We just finished a full Stories throughput mini research experiment inside Espresso. The headline is not the one people usually want to post.

We did not get a retained-path speedup. The best result we measured stayed on the existing exact path at about 121.88 tok/s. The two most plausible exact-path candidates both lost. A research-only 12-layer GQA proof produced useful infrastructure, but it was slower, compile-unstable, and the output quality was visibly worse.

Most performance work gets derailed by weak controls. Teams compare against stale baselines, keep half-working branches around, rerun ideas that were already falsified, and slowly lose track of what actually counts as a win. We wanted the opposite. This document describes what we actually found and how we tried to avoid fooling ourselves in the process.

The bar was narrow, deliberately

This program only counted wins that held up under real serving conditions. The Stories release benchmark had to improve. The .esp serving path had to work as-is. ANE-centric execution could not change. exact_head_backend=ane_classifier and cached_bindings_enabled=true had to stay true. No CPU fallback. No second full llama trunk runtime. No quality regressions dressed up as improvements.

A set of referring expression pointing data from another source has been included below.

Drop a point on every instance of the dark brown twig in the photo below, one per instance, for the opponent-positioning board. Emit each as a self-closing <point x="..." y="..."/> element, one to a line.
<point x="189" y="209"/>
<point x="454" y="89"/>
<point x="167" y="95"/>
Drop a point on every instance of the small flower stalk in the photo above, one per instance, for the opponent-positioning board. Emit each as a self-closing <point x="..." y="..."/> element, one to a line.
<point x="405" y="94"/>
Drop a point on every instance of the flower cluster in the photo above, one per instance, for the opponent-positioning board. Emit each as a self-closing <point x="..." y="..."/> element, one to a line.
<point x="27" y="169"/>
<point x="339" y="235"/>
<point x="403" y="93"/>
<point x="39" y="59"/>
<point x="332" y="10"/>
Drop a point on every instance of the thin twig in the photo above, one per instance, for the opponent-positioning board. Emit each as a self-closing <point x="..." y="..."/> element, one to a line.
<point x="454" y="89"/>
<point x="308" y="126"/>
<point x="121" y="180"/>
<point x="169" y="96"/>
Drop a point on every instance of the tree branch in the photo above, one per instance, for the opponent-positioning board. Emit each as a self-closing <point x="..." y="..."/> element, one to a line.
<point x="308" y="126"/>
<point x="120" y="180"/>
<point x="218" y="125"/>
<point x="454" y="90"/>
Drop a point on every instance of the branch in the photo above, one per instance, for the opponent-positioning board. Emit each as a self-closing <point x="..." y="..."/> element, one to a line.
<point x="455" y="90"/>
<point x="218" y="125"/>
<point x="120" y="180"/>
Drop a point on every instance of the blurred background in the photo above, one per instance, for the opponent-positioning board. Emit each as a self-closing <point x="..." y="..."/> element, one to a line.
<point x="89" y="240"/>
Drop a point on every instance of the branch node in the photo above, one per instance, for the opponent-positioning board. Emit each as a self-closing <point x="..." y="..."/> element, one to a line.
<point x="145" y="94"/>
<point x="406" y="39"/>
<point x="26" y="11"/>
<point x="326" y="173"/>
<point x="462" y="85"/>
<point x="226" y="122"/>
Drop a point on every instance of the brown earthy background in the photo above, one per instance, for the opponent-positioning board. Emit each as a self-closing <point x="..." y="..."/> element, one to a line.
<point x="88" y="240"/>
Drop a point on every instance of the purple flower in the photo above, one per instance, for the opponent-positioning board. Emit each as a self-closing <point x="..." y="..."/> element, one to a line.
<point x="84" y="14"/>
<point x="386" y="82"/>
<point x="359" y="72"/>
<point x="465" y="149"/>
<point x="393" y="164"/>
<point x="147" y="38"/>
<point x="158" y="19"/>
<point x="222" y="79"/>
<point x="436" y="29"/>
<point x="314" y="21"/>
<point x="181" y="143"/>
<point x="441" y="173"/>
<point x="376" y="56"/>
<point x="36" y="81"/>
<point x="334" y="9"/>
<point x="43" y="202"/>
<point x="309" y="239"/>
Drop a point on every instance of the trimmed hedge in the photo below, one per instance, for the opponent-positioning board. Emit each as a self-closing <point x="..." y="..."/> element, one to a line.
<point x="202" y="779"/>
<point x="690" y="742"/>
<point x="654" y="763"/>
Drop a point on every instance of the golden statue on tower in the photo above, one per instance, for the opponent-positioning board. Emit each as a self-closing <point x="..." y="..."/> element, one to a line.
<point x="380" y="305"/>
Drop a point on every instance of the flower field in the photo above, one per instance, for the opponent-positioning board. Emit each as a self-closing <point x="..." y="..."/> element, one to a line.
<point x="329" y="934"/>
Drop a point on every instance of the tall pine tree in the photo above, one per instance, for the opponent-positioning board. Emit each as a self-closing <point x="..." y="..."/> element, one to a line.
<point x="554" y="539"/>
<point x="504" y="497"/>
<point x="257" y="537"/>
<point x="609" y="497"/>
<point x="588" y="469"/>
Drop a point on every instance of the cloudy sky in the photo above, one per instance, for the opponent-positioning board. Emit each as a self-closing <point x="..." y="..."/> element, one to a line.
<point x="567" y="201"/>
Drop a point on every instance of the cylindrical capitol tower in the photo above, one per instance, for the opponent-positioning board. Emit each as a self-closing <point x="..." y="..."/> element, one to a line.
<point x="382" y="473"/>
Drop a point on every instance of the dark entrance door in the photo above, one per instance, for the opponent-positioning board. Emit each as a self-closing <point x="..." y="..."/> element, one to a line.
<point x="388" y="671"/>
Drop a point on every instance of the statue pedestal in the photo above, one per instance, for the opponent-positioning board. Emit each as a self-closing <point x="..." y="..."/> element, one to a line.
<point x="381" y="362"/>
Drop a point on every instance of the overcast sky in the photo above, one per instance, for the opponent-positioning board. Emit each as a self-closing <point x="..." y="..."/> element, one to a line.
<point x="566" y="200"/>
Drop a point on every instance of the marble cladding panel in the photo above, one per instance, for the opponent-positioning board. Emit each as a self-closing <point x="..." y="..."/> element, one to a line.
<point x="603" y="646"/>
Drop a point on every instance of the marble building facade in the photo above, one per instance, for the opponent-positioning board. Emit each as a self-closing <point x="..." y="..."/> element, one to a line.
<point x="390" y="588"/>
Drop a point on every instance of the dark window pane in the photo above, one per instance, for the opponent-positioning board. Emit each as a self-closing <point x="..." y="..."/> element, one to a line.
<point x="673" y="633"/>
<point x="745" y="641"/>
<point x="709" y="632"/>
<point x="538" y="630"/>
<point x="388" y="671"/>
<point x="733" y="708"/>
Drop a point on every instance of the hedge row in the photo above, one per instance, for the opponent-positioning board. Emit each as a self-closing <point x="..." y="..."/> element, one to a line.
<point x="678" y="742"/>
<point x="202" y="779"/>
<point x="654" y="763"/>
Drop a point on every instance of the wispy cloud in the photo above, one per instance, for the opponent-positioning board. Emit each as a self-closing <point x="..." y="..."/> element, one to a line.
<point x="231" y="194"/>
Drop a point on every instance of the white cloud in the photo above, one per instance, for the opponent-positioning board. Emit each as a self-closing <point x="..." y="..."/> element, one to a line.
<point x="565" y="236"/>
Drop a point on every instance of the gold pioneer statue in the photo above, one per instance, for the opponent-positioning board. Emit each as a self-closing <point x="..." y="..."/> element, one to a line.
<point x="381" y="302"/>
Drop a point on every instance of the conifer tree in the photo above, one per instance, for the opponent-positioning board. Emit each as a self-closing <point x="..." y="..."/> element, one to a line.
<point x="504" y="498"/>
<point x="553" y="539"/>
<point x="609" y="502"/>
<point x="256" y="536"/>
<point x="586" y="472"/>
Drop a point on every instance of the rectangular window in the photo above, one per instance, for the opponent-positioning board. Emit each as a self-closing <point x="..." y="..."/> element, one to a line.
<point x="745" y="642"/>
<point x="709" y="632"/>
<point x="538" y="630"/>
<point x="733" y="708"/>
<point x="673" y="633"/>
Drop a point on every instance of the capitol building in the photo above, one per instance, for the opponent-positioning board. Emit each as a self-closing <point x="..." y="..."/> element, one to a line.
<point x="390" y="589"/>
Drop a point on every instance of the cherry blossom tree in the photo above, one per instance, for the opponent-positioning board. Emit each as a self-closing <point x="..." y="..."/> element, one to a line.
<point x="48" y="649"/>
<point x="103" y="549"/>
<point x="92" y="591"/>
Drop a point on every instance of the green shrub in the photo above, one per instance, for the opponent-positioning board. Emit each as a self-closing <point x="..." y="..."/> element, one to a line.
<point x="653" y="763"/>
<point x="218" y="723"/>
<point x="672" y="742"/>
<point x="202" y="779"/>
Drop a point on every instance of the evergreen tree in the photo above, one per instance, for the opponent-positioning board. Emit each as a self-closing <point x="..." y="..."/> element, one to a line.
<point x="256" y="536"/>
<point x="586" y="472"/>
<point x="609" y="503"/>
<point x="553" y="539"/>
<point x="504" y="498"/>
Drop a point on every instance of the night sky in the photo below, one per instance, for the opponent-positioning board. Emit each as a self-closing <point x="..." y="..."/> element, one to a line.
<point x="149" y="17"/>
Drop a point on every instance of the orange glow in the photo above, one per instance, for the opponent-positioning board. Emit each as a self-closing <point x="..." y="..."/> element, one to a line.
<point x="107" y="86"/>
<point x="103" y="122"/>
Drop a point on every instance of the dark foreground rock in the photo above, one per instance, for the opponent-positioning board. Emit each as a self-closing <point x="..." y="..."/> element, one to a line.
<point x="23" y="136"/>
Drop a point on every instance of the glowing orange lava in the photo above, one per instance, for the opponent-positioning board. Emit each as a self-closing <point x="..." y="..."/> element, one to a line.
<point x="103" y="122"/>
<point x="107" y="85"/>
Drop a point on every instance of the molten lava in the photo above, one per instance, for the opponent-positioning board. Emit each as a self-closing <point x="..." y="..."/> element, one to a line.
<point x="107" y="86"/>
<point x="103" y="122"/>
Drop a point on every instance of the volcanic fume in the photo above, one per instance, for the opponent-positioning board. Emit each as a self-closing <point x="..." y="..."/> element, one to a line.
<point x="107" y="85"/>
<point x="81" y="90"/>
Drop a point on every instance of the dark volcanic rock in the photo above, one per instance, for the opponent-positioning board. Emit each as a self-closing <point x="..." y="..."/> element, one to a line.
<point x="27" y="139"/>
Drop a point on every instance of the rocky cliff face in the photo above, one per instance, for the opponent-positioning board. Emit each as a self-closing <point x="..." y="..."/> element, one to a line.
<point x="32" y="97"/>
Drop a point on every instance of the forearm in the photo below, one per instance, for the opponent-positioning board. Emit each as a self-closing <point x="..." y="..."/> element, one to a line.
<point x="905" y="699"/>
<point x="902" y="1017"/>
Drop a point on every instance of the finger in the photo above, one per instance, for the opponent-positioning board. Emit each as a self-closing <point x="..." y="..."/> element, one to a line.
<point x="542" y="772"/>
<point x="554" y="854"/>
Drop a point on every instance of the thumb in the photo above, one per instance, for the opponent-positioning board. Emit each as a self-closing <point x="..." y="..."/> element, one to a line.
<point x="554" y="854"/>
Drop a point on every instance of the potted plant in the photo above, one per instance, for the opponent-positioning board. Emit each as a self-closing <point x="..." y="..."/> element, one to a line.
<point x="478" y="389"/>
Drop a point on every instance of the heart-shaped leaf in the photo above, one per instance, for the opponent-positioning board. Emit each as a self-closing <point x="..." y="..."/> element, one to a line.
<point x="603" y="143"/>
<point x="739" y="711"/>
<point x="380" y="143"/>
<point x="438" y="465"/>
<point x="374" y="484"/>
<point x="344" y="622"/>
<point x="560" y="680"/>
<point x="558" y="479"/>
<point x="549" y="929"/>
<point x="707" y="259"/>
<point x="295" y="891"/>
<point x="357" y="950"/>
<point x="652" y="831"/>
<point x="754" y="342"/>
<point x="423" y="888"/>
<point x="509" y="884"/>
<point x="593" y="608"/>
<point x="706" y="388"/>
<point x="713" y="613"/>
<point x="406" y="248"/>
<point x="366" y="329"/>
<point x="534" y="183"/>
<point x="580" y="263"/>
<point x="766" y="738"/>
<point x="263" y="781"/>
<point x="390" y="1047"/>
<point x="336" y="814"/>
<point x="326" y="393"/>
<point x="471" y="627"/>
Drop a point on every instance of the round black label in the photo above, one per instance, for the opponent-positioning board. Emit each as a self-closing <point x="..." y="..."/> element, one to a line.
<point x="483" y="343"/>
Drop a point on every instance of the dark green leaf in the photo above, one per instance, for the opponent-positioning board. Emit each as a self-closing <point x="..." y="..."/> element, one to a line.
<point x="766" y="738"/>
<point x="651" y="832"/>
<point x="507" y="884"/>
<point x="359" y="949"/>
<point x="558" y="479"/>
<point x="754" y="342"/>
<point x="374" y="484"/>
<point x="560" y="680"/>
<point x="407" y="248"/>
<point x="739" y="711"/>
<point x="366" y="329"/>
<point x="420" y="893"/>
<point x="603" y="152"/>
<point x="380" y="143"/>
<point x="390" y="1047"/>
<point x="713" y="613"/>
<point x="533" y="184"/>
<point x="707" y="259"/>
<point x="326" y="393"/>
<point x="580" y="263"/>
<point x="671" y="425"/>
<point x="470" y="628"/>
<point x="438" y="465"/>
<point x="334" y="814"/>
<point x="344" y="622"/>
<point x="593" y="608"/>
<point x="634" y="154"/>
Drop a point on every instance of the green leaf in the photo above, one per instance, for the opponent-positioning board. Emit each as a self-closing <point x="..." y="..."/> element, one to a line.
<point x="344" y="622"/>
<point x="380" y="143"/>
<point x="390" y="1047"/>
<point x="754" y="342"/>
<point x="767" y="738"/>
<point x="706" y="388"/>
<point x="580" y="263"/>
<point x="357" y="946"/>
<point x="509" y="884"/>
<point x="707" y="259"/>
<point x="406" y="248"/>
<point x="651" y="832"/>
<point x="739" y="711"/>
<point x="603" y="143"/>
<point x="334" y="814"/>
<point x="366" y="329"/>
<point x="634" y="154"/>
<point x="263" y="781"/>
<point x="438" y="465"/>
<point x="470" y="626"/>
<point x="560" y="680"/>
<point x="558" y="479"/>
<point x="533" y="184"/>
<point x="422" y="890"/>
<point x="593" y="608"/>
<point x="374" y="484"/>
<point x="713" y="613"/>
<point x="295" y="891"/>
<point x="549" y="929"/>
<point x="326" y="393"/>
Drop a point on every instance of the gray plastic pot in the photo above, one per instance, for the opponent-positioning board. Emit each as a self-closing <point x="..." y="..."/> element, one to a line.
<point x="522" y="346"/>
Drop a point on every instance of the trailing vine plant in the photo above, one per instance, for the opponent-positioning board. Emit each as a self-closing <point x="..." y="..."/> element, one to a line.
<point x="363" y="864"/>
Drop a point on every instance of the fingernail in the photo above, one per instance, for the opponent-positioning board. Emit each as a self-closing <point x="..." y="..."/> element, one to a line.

Loose criteria produce loose results. Tight criteria are the only thing that makes “we improved the benchmark” mean anything.

The counted benchmark was:

./.build/arm64-apple-macosx/release/espresso-generate generate \
  --bundle /private/tmp/stories110m-ctx256-v1.esp \
  --max-tokens 64 \
  --benchmark-generate \
  --compare-warmup 1 \
  --compare-iterations 3 \
  Hello

If an idea could not beat that command while preserving those invariants, it was not a retained breakthrough. Research, yes. Product progress, no.

What we actually tested

We started from a pinned baseline commit (cf960f5) and checked our planning document against the repo’s experiment ledger, what had been tried, what bombed, and whether those failures actually settled the question under real constraints.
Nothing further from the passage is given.